A strength of this study was the finding that sleep spindles are correlated with both long-term survival and long-term functional outcome in pDoC patients. Previous studies indicated that the presence of sleep features and sleep-wake cycles seem to be related to the severity of consciousness impairment [24,25,26]. They correlate with higher residual functioning and can provide insight into covert recovery in the chronic DoC. Sleep organization may reflect both the integrity of consciousness-supporting brain networks and the engagement of those networks during wakefulness in pDoC. Specific sleep characteristics, such as the presence of sleep spindles identified as hallmarks of non-REM sleep, are an important marker for the prognosis of recovery from DoC [27]. The prognostic value of the sleep spindles for clinical outcomes was demonstrated in several studies on pDoC [12,28]. However, data on the association between absent sleep spindles and mortality in pDoC patients are scarce. The study demonstrated the important value of sleep spindles for long-term prognosis of patients with pDoC.
In clinical variables, the CRS-R score was significantly associated with a better outcome, which is in line with others studies [29,30,31,32]. However, it is not a significant predictor of mortality. This finding is in contrast with previous studies reporting an association of CRS-R score at study entry with mortality [13]. This may be due to their study comparing the CRS-R score ≥ 5 groups, whereas our study did not classify the CRS-R score. Previous studies have also shown that MCS patients showed higher functional improvement and lower mortality compared to UWS patients [4,6,7,9,33,34,35]. In our study, it is shown that a clinical diagnosis of UWS/VS or MCS at ICU admission had no significant association with outcome. Nevertheless, the likelihood of survival was significantly higher for MCS patients compared to VS/UWS patients, and there was a good recovery rate of 49.9% in MCS patients and of 27% in UWS patients. These results were similar with those from Steppacher et al. [7], but they were higher than those reported in other literature [6,9]. We considered that the reasons for these differences might be related to the differences in time to follow-up [4,36] and time from onset to study entry [37]. This may indicate that the initial state of consciousness is not a critical factor for the patient’s long-term outcome. This is consistent with the view of Estraneo et al. [9]. The severity of illness scoring systems, such as the APACHE II score, is used widely for the evaluation of disease severity and mortality prediction, especially for ICU patients [38]. Our study suggests that the APACHE II score is also an independent risk factor for mortality in pDoC patients.
The 8-year cumulative survival rate in pDoC patients was 69.7%, which was consistent with the results of Pascarella et al., whose study showed that the six-year survival rate hovered around 70% [39]. Previous studies have demonstrated that age is an important predictor of functional outcome [6,40,41], while no effect of age on long-term functional outcome was found in our study. Likewise, there was no association between age and long-term mortality in our study, which is inconsistent with a previous study [13]. This may be because the related indicators reflecting residual brain function, such as sleep spindles and some important clinical scales, are more valuable in a long-term prognosis. The study demonstrated that mortality after traumatic brain injury is associated with less education [14]. Univariate Cox regression analysis indicated that a lower educational level was an independent risk factor for predicting death, probably because these individuals had limited access to rehabilitation resources. Notably, patients who live in rural areas have limited access to medical resources, which may have an impact on long-term clinical outcomes, and larger sample sizes are needed to verify the result.
Medical comorbidities and their severity are critical determinants of patient clinical outcomes and should be considered in the prognostic variable. In this study, no impact of complications on long-term functional outcome and survival in pDoC patients was found, possibly due to clinical complications requiring appropriate management and timely treatment, which in turn reduced clinical and neurological complications and mortality.
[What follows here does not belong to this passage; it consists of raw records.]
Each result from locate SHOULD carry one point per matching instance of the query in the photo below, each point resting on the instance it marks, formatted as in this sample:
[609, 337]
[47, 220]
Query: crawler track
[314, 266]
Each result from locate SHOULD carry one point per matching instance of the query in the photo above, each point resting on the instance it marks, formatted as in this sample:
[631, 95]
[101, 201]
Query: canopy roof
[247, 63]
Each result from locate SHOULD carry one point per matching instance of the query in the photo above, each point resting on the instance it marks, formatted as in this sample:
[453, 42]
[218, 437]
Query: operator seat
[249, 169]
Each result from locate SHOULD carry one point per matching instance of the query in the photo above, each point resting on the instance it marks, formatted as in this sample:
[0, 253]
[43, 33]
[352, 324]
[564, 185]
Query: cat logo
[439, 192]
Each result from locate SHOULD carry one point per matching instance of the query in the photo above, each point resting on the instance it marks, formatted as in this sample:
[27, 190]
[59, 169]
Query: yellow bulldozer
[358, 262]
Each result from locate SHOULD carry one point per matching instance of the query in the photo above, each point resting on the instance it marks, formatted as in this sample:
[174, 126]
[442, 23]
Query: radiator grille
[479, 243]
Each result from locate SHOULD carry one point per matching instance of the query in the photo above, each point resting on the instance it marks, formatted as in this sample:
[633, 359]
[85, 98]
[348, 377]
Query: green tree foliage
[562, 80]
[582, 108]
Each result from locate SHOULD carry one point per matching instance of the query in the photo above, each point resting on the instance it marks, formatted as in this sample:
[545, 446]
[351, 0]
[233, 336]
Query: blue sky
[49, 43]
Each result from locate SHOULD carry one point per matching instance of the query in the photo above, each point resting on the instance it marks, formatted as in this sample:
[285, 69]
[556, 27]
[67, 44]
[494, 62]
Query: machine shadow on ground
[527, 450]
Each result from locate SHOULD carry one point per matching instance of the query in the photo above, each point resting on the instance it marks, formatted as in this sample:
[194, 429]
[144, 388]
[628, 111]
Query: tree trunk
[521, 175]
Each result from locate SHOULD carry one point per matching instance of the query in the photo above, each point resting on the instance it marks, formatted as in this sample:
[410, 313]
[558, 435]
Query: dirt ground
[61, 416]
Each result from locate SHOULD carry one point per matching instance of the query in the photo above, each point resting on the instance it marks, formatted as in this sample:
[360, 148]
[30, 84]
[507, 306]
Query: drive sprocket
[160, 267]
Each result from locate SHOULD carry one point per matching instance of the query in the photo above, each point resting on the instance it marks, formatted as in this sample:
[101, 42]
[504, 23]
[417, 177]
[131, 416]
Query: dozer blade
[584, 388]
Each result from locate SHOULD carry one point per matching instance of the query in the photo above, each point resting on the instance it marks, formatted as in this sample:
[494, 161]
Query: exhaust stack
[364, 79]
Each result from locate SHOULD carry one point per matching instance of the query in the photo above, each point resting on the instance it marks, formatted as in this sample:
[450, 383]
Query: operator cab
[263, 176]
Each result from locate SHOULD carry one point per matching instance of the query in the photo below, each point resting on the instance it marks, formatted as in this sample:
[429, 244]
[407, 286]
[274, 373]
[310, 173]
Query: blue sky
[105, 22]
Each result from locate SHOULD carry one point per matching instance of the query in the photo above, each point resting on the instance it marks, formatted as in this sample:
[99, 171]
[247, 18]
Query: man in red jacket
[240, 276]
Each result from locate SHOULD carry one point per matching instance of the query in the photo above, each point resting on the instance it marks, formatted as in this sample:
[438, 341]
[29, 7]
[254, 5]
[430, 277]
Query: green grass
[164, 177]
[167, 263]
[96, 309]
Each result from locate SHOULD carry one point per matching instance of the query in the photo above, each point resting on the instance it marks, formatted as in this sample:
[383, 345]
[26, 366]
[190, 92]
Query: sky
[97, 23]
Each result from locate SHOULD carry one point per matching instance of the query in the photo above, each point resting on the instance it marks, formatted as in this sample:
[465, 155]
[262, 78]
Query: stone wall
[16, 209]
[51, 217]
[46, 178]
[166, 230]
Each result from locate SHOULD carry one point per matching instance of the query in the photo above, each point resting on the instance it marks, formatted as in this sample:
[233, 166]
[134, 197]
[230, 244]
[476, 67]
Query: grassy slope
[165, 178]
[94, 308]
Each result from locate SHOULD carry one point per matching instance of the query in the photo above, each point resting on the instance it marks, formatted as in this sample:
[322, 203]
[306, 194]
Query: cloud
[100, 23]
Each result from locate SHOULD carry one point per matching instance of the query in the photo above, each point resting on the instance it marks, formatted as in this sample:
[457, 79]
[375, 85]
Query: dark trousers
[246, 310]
It has no predictive value for etiology and is inconsistent with other studies [42,43,44], possibly because the sample size is too small (n = 23, 15.1%). However, based on the KM curve and GOS-E score distribution, the prognosis of TBI patients was significantly better than that of patients with other etiologies. In a study of UWS patients, Kang et al. showed that motor response was shown to be an independent predictor of awareness recovery [12]. Our results suggest that motor response is not a predictor of long-term outcomes. Several studies found that short-term mortality and unfavorable outcome were significantly associated with greater NSE concentrations [12,45,46]. No statistical significance was found in our study, probably because NSE is mainly used to predict mortality and neurological outcome in traumatic brain injury patients.
There were some limitations in our study. First, this is a retrospective cohort study with a small sample size from one tertiary hospital, and prospective multicenter well-designed studies are required to verify our findings. Second, the variables included in this study are not exhaustive. Given the issues of expense and accessibility, several known and suggested variables such as fMRI and positron emission tomography (PET) were not included in the analysis. However, future studies should consider the role for these variables. Finally, the level and intensity of the care and rehabilitation program for pDoC patients may have differences, which in turn could affect the outcome of patients to some extent.

5. Conclusions

In conclusion, our results indicated that sleep structural elements combined with important clinical scales can provide valuable long-term prognostic information for patients with pDoC. The APACHE II score and sleep spindle-based model had predictive value for long-term survival, while the CRS-R score and sleep spindle-based model had predictive value for long-term functional outcome in pDoC patients. Future prospective studies are required to validate the findings.

Author Contributions

Conceptualization, W.J.; methodology, W.J. and Y.L. (Yan Liu); software, Q.G.; validation, X.-J.S. and J.-N.W.; formal analysis, Y.L. (Yan Liu) and X.-G.K.; investigation, Y.L. (Yu Liu) and C.-G.S.; data curation, Y.L. (Yan Liu), X.-G.K. and Q.G.; writing—original draft preparation, Y.L. (Yan Liu) and X.-G.K.; writing—review and editing, W.J.; supervision, W.J.; project administration, W.J.; funding acquisition, W.J. All authors have read and agreed to the published version of the manuscript.

Funding

This work was supported by grants from the National Natural Science Foundation of China (grant number 81974204, to W.J.), and from Shaanxi Province Special Support Program for Leading Talents in Scientific and Technological Innovation (grant number tzjhjw, to W.J.).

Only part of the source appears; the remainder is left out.